BRIGITTE.de-Leserin Luisa hat sich in einen Mann verliebt, mit dem sie keine Zukunft hat. Aber auch das hat seine Vorteile, findet sie.

Wir ignorierten unseren Verstand

Anfang des Semesters, am ersten Bar-Abend des Studentenwohnheims nach der vorlesungsfreien Zeit, habe ich jemanden kennengelernt. Zunächst teilten wir nur ein paar Bier, zwei Wochen später das Bett: Spontan und doch geplant trafen wir in dieser Nacht auf einer Halloweenparty zusammen - im schlecht gelüfteten, schmuddeligen Keller des Wohnheims, umgeben von blutverschmierten Prinzessinnen und Frankenstein.

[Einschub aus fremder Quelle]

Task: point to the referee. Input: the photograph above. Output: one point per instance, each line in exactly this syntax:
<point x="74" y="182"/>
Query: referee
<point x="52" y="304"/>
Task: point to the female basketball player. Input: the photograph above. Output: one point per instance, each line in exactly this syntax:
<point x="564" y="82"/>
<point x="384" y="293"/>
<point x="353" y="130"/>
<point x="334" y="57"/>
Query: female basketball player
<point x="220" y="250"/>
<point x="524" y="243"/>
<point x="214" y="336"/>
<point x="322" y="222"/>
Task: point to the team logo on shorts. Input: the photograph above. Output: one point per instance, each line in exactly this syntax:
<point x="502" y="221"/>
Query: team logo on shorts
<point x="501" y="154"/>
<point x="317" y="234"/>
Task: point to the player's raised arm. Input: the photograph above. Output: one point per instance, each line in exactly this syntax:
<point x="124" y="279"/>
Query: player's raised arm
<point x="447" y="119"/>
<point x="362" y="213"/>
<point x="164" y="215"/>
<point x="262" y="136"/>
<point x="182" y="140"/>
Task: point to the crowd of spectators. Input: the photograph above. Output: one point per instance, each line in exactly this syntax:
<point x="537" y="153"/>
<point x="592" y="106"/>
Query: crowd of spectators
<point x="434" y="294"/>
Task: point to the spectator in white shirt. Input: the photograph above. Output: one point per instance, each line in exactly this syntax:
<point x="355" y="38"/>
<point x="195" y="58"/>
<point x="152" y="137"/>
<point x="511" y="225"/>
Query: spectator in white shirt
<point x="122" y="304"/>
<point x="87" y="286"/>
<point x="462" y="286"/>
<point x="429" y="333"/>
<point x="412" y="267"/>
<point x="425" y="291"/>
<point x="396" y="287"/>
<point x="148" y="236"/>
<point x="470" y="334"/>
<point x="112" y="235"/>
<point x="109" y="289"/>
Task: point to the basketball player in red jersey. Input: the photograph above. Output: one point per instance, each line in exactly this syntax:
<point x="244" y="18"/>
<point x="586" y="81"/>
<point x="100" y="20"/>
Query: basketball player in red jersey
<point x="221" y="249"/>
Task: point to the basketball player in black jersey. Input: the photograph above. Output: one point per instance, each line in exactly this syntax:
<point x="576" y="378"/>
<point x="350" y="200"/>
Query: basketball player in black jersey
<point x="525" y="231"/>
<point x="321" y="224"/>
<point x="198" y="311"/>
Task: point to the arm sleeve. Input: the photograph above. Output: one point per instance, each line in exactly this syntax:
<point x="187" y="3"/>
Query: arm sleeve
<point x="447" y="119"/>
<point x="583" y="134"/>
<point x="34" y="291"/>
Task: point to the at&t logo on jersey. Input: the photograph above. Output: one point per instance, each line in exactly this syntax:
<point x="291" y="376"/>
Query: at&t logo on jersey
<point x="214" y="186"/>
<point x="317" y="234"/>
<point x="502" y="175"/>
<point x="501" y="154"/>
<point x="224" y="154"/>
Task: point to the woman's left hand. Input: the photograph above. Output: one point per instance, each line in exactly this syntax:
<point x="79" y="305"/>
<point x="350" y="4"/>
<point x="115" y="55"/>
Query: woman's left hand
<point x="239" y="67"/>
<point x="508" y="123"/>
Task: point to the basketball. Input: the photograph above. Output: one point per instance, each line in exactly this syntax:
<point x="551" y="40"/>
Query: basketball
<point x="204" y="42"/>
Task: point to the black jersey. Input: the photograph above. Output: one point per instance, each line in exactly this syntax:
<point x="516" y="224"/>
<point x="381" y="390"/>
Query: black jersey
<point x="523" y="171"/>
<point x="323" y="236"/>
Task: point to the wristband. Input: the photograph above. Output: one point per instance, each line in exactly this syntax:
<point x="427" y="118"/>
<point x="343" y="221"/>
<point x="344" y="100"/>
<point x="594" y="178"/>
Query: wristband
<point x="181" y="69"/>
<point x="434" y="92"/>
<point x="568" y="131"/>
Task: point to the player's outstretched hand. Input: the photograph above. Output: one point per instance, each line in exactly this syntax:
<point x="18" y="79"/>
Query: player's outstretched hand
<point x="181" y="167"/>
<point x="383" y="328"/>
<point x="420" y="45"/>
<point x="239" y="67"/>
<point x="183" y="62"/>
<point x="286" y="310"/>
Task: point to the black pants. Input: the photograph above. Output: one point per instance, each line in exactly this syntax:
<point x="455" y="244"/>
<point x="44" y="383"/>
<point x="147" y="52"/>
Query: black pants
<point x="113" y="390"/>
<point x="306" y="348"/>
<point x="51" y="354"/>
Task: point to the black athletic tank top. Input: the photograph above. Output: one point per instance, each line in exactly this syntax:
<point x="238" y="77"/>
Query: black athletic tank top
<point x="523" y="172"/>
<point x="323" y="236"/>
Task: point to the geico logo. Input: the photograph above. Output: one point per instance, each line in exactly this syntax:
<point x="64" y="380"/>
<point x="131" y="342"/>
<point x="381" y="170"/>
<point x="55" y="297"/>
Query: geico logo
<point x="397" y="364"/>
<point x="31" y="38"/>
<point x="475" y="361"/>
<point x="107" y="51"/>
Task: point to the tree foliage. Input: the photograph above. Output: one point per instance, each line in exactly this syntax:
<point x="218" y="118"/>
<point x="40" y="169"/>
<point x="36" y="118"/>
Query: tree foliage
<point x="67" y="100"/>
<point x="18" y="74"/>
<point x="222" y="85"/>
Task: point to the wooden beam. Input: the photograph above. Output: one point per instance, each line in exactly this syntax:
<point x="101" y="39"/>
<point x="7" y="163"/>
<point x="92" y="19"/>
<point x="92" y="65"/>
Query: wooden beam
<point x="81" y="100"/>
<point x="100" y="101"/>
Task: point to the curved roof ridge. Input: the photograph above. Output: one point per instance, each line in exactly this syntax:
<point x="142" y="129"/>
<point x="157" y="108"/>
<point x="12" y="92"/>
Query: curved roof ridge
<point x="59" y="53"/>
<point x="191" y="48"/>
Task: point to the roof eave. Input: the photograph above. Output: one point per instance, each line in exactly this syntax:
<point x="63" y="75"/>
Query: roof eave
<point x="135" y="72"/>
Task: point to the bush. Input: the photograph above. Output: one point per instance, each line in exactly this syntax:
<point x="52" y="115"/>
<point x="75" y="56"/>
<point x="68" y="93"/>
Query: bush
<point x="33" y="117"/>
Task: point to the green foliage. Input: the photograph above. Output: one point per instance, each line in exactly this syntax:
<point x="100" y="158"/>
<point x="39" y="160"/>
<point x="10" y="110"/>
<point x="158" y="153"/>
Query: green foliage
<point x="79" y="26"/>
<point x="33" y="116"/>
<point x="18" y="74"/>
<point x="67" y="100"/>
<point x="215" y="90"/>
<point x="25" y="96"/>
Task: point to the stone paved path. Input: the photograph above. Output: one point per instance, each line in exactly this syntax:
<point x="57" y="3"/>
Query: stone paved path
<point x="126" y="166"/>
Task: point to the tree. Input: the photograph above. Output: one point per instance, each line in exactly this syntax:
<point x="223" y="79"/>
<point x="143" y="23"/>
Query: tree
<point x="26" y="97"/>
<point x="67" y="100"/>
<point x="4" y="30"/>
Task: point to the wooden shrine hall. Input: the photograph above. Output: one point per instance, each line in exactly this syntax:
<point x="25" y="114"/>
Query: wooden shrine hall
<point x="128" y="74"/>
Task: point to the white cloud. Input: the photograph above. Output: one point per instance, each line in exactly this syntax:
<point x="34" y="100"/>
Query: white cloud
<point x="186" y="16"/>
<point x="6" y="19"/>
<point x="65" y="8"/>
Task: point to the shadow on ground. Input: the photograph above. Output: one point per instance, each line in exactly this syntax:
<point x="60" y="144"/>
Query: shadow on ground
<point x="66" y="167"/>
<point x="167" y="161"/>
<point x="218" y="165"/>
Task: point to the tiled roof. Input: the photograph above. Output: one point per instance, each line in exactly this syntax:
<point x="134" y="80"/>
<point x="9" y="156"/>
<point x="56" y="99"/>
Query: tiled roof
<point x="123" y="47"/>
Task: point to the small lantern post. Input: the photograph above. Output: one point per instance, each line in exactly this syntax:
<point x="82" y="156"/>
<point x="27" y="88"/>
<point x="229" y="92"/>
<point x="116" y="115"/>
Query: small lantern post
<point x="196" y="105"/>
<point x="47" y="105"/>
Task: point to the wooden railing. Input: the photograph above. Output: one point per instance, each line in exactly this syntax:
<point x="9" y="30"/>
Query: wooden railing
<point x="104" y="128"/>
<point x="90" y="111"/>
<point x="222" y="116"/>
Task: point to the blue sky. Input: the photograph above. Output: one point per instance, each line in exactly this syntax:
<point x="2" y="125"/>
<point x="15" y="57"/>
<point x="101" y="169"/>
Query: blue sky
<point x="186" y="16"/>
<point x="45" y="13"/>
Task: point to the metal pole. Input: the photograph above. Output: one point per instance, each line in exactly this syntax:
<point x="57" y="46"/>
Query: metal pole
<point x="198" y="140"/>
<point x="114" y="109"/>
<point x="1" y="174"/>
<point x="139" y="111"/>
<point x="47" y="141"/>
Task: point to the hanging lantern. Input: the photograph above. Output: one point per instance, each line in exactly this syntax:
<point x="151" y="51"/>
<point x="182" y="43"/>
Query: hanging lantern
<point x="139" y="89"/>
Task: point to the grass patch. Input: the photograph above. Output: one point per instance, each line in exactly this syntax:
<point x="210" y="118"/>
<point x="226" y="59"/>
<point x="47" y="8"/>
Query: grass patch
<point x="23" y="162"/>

Nachdem wir durch die betrunkenen Hexen und Vampire zur Bar vorgedrungen waren, verließen wir nach einem weiteren Drink die Feier und begaben uns nach oben in seine Wohnung, die in das romantisch flackernde Licht einer grellen Neonröhre getaucht war.

Er befand sich im Master eines Erasmusstudiengangs, wo er die wunderbare Chance bekam, jedes Semester in einem anderen Land zu studieren. Das ist natürlich kein Grund, sofort mit jemandem zu schlafen, den man kaum kennt. Andererseits, warum nicht? Sollte man nicht seinen Emotionen folgen und das tun, was man für richtig hält? Vermutlich war genau das unser Geheimnis - den eigenen Verstand und die Meinung anderer zu ignorieren.

Eine Liebe ohne Zukunft - na und?

Wir sahen uns sehr oft, spazierten durch Weinberge, als würden wir uns schon ewig kennen, schliefen zusammen in einem 90 Zentimeter schmalen Bett, kochten zusammen und tranken Wein - auch, wenn wir oft früh aufstehen mussten, um pünktlich zur Klausur zu kommen.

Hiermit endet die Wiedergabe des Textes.